General Sherman’s March to the Sea was historic. After capturing Atlanta in September 1864, General Sherman decided to use a different tactic to bring the South to its knees and to break the morale of the southerners. While the March to the Sea was aimed at the people of Georgia, its goal was to help end the Civil War as quickly as possible. General Sherman and his army destroyed those things that made life comfortable for the citizens of the South and for the Confederate army. Anybody who fought against General Sherman and his army had their homes and their property destroyed.
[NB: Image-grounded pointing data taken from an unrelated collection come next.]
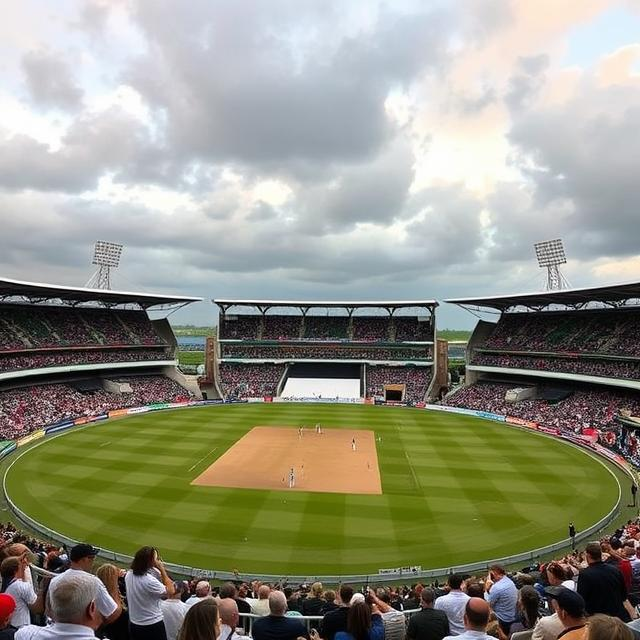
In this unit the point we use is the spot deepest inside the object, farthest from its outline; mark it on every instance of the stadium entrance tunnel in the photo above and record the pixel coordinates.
(327, 380)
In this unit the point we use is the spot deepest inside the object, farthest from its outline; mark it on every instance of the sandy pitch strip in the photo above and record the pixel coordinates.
(325, 462)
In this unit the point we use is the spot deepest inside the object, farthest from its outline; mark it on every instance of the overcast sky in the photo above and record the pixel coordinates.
(320, 149)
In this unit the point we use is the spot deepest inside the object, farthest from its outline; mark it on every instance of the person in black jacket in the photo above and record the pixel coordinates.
(602, 586)
(336, 620)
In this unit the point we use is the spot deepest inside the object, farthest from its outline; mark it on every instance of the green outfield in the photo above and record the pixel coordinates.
(455, 490)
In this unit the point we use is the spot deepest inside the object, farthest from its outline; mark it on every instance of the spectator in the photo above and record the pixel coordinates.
(335, 621)
(312, 605)
(453, 604)
(203, 590)
(229, 619)
(557, 576)
(147, 582)
(82, 557)
(429, 623)
(261, 605)
(601, 627)
(110, 576)
(502, 594)
(329, 602)
(173, 611)
(20, 589)
(276, 626)
(476, 619)
(201, 622)
(363, 623)
(7, 607)
(529, 609)
(72, 608)
(602, 586)
(570, 607)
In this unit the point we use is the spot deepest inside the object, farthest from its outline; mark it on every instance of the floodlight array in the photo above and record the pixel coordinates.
(550, 253)
(107, 254)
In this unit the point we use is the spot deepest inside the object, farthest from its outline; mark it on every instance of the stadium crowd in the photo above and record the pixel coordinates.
(38, 327)
(415, 379)
(588, 594)
(27, 409)
(249, 380)
(319, 328)
(328, 351)
(621, 369)
(43, 360)
(603, 332)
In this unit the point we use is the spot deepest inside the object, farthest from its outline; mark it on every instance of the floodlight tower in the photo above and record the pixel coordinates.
(107, 256)
(550, 254)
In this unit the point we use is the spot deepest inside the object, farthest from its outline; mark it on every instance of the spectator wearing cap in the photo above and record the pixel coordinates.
(476, 619)
(602, 586)
(82, 557)
(260, 606)
(147, 582)
(7, 607)
(72, 605)
(276, 626)
(203, 590)
(453, 604)
(229, 620)
(502, 595)
(428, 623)
(19, 587)
(336, 620)
(173, 612)
(570, 607)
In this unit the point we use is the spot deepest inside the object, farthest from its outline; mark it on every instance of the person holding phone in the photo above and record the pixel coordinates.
(502, 595)
(147, 582)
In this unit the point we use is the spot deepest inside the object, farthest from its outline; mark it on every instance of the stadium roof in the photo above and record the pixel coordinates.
(263, 305)
(34, 292)
(615, 295)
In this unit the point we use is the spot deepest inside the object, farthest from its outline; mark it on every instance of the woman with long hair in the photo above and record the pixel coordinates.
(17, 584)
(146, 583)
(109, 574)
(363, 623)
(202, 622)
(529, 609)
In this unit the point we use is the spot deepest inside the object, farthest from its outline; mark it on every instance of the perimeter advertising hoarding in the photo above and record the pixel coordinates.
(6, 447)
(36, 435)
(522, 423)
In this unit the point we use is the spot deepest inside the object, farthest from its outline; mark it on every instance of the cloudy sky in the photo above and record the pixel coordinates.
(320, 149)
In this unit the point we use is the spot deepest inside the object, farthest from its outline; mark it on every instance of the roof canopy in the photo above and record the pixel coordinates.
(35, 292)
(304, 306)
(615, 295)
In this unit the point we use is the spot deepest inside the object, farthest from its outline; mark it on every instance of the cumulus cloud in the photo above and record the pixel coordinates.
(50, 82)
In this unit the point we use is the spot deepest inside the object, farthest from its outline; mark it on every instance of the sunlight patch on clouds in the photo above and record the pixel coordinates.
(273, 192)
(165, 201)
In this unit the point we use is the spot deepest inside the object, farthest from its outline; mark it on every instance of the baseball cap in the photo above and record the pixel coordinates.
(82, 551)
(7, 606)
(568, 600)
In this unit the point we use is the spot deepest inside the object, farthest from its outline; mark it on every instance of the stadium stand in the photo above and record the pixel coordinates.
(269, 345)
(92, 353)
(595, 335)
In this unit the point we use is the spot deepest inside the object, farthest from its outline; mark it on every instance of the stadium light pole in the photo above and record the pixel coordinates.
(550, 255)
(106, 255)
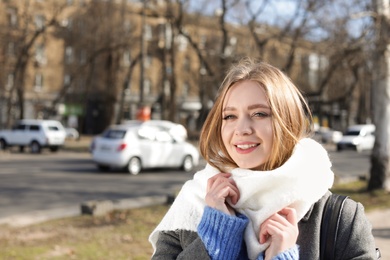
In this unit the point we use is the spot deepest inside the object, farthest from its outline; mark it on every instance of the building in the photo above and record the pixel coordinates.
(91, 63)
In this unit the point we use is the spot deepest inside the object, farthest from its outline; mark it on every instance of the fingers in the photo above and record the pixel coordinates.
(219, 189)
(282, 227)
(224, 186)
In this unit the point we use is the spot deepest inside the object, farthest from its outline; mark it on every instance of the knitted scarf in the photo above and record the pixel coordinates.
(300, 182)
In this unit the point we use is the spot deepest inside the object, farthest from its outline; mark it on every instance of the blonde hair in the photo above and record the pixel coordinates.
(291, 117)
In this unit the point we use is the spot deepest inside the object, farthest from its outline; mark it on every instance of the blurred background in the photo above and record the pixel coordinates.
(92, 63)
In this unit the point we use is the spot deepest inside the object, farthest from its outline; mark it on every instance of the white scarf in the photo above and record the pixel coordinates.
(300, 182)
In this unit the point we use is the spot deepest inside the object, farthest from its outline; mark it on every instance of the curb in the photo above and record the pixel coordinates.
(95, 208)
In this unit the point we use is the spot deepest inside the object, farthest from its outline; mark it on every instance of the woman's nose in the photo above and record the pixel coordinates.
(244, 127)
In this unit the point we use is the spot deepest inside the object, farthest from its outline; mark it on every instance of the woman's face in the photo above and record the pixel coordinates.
(247, 126)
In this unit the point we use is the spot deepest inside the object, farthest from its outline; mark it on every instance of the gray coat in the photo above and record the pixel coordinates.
(355, 239)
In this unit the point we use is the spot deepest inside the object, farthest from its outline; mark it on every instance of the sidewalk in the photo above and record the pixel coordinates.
(380, 220)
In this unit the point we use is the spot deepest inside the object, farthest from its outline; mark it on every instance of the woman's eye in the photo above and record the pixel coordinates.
(261, 114)
(227, 117)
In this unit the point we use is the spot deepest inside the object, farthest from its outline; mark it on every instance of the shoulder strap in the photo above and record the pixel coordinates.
(330, 224)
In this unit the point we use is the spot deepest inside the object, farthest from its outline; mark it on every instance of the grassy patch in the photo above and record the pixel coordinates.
(357, 190)
(120, 234)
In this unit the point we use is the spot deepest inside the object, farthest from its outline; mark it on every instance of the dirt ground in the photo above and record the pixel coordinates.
(118, 235)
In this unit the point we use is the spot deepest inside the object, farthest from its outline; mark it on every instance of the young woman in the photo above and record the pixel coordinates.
(263, 191)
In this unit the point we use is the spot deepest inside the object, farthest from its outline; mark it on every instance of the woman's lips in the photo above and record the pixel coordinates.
(246, 148)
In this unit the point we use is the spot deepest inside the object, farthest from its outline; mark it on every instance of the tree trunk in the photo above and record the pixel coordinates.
(380, 167)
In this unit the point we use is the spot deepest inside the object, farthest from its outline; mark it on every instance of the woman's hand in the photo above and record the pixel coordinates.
(281, 229)
(221, 187)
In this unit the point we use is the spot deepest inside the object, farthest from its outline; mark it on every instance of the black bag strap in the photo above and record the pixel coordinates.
(330, 224)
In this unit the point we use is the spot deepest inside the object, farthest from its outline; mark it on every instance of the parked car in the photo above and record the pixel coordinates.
(358, 137)
(72, 133)
(36, 134)
(140, 145)
(328, 135)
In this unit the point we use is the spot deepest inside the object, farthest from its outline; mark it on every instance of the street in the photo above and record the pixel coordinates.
(54, 180)
(64, 179)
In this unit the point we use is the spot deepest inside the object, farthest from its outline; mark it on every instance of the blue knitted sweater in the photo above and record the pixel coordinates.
(222, 236)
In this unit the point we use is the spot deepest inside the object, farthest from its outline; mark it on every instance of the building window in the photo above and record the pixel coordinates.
(10, 81)
(202, 41)
(127, 26)
(83, 57)
(68, 55)
(126, 58)
(12, 17)
(148, 61)
(38, 82)
(147, 87)
(40, 54)
(148, 34)
(186, 89)
(67, 80)
(11, 49)
(39, 21)
(187, 64)
(183, 42)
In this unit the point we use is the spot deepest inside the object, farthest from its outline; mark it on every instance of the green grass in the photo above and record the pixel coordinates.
(120, 234)
(357, 190)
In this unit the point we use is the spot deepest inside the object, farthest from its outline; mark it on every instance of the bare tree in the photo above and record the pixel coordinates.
(26, 40)
(380, 158)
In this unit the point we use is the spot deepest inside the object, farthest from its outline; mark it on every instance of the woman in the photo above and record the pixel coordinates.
(262, 194)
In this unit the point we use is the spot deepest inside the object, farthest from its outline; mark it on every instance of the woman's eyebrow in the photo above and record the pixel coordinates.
(229, 109)
(254, 106)
(250, 107)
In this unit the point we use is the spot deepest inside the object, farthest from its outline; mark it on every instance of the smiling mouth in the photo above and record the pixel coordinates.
(246, 146)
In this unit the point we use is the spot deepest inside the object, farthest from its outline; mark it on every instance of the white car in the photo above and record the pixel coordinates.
(358, 137)
(35, 134)
(135, 146)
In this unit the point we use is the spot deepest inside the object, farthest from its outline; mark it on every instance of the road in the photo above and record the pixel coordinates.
(53, 180)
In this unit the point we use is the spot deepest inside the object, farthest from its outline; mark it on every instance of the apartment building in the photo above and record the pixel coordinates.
(91, 63)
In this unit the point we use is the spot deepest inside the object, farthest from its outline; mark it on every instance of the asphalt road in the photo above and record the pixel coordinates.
(64, 179)
(56, 180)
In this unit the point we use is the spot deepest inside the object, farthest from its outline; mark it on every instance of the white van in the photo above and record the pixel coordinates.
(358, 137)
(35, 134)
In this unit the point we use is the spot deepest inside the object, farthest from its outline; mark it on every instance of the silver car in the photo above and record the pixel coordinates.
(140, 145)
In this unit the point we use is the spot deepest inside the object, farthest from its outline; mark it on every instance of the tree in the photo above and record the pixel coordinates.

General Sherman believed one reason why the South was able to survive as long as it did was that the southern people gave both material and moral support to the Confederate soldiers. Thus, General Sherman wanted to destroy the things that helped the Confederate soldiers. These things included railroads, farms, and factories. If the food supply would be destroyed, the southern soldiers would be hungry. If the railroads were destroyed, then it would be more difficult for products to reach the soldiers. If factories were destroyed, the southerners wouldn’t have enough supplies. General Sherman believed all of this destruction would break the spirit of the southerners, especially for those people who lived in Georgia between Atlanta and Savannah. He believed his actions would help end the Civil War more quickly.
General William Tecumseh Sherman's March t the Sea in November and December of 1864 marked not only a turning point in the Civil War, but also in military history, and the history of the United States.
Sherman fought differently than the generals of his time, as he believed that to win a war, one must also make war on civilians, who he referred to as "the backers up of things". Destroy everything that might be of use to the enemy, including food, supplies, railroads, etc. This was very hard on the civilian population of Georgia, as it would take them a very long time to recover economically and otherwise. "Total War", therefore, was a new concept, and significant in history.
The savagery of the campaign and the damage his army inflicted also was the final nail in the South's coffin. They were already going to lose, and what Sherman did was speed up the end date of that war, and the depth to which that loss was felt by southerners.
As testament to his efficacy, my Grandmother, a Georgian born well after the Civil War, still cursed Sherman when I was young.